– А всадники, – быстро сообщила девочка, – они над вершиной взлетели и – р-раз! – в озеро провалились. Это мы думаем, что в озеро. Которое за холмом. А речка ведь как раз из него вытекает, так что сегодня туда лучше в одиночку не ходить, вдруг они не провалились в ад, а под водой сидят и по дну речному бродят.

– Спасибо, – серьезно кивнула Элис, – купаться я не пойду. Ну, всего доброго. Вечером заходите в гости, мороженое обещаю.

– До свидания!

Они оседлали велосипеды и под дребезжание звонков и разболтанных «крыльев» унеслись вдоль по улице.

Какие вежливые, воспитанные дети. И дружелюбные. Общительные. Не дичатся незнакомого человека. А с виду – вполне нормальные. На коленках ссадины, пальцы перемазаны ежевичным соком, волосы всклокочены, словно отродясь не знали расчески. Дети как дети. В любом городке – точно такие же. Разве что не в любом городке детишки здороваются с незнакомцами и всерьез предупреждают о выдуманной опасности.


Давно и далеко…

Это он запомнил навсегда: быть, как смертные, значит быть смертным, понимать их, принимать, и принимать себя таким же, как они. Было трудно. Особенно, когда обряд крещения запер его душу в беспомощном теле младенца. Имя стало цепью, приковавшей беспокойный крылатый дух к мягкой, но тяжелой плоти. Было время, когда он ненавидел свое имя.

Кормилице запрещали говорить с ребенком: никаких колыбельных, никакого сюсюканья, ни одного ласкового слова. Может быть, поначалу добрая женщина готова была полюбить малыша, но приказом князя её собственного сына убили в колыбели, чтоб ни одна капля молока не оказалась отнята у бастарда, и мальчик, наречённый Михаилом, сразу стал для кормилицы упырёнышем, ведьминым отродьем. Он знал, что женщину убьют, как только пропадет нужда в ее молоке, он прислушивался к новому для себя чувству, называвшемуся «жалость», но он был, пусть волшебным, однако ребенком, и, нуждаясь в любви, болезненно воспринимал ненависть.

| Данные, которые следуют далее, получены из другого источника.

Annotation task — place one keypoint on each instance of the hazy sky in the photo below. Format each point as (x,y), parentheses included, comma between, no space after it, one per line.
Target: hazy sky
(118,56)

Пока кормилице не вырвали язык – отец, случалось, запаздывал с принятием правильных решений, – замок успел переполниться слухами. О двухнедельном младенце, который умеет говорить, о младенце, не пачкающем пелёнки, о крохотных острых зубках, на первом месяце жизни прорезавшихся из мягких дёсен. И о том, что больше молока любит выродок живую человеческую кровь.

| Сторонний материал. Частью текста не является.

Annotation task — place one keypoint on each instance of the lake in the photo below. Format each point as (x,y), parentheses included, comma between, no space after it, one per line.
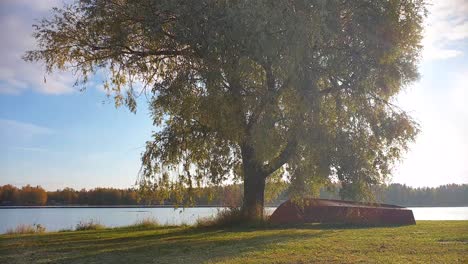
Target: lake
(55,219)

Что ж, всё было так. Он любил кровь, и любил отца.

Вкус крови и образ отца – слившиеся воедино воспоминания. Большой человек с большими руками и длинными усами. Чёрные глаза горят сдержанной внутренней силой, и сила эта не может выплеснуться, заточённая в смертном теле, но она есть. Имя ей – любовь. Имя ей – жестокость. Отец был для мальчика всем миром, вокруг отца вращались вселенные, и он, самый главный, самый сильный, самый любимый, улыбался в ответ на улыбку сына и отвечал любовью на любовь. И мог защитить от чего угодно даже уязвимое и хрупкое младенческое тело.

А больше бастард не любил никого. Может ли ребенок полюбить тех, кто его ненавидит?

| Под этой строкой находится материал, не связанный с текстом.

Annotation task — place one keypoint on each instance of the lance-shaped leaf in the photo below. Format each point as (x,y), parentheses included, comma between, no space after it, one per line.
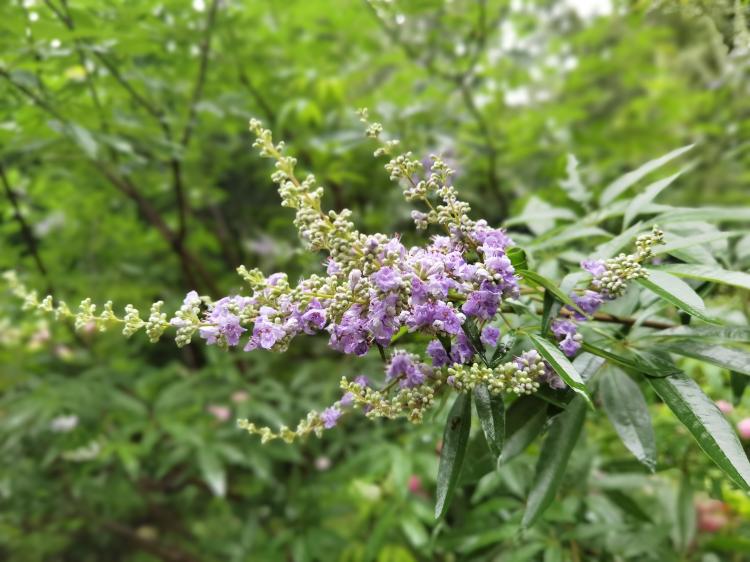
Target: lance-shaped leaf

Мальчику было три месяца, когда он начал ходить. Непослушная плоть медленно, но верно покорялась, он учил своё тело выполнять приказы, с каждым днем всё более сложные.

– Теперь можно кормить его обычной пищей, – решил дед, – пусть живёт у меня.

«Обычной»? Что это? Как это? Разве молоко и кровь – это не еда? Неужели отец заставит его питаться грубой пищей смертных, такой же отвратительной, как жёсткая ткань одежды и белья в колыбели?

– Ты нежен, как все фейри, – недовольно ворчал князь, когда слышал жалобы на грубость тончайшего полотна и лёгких шелков, – они не умеют воевать, они жить-то не умеют, ты хочешь быть таким же?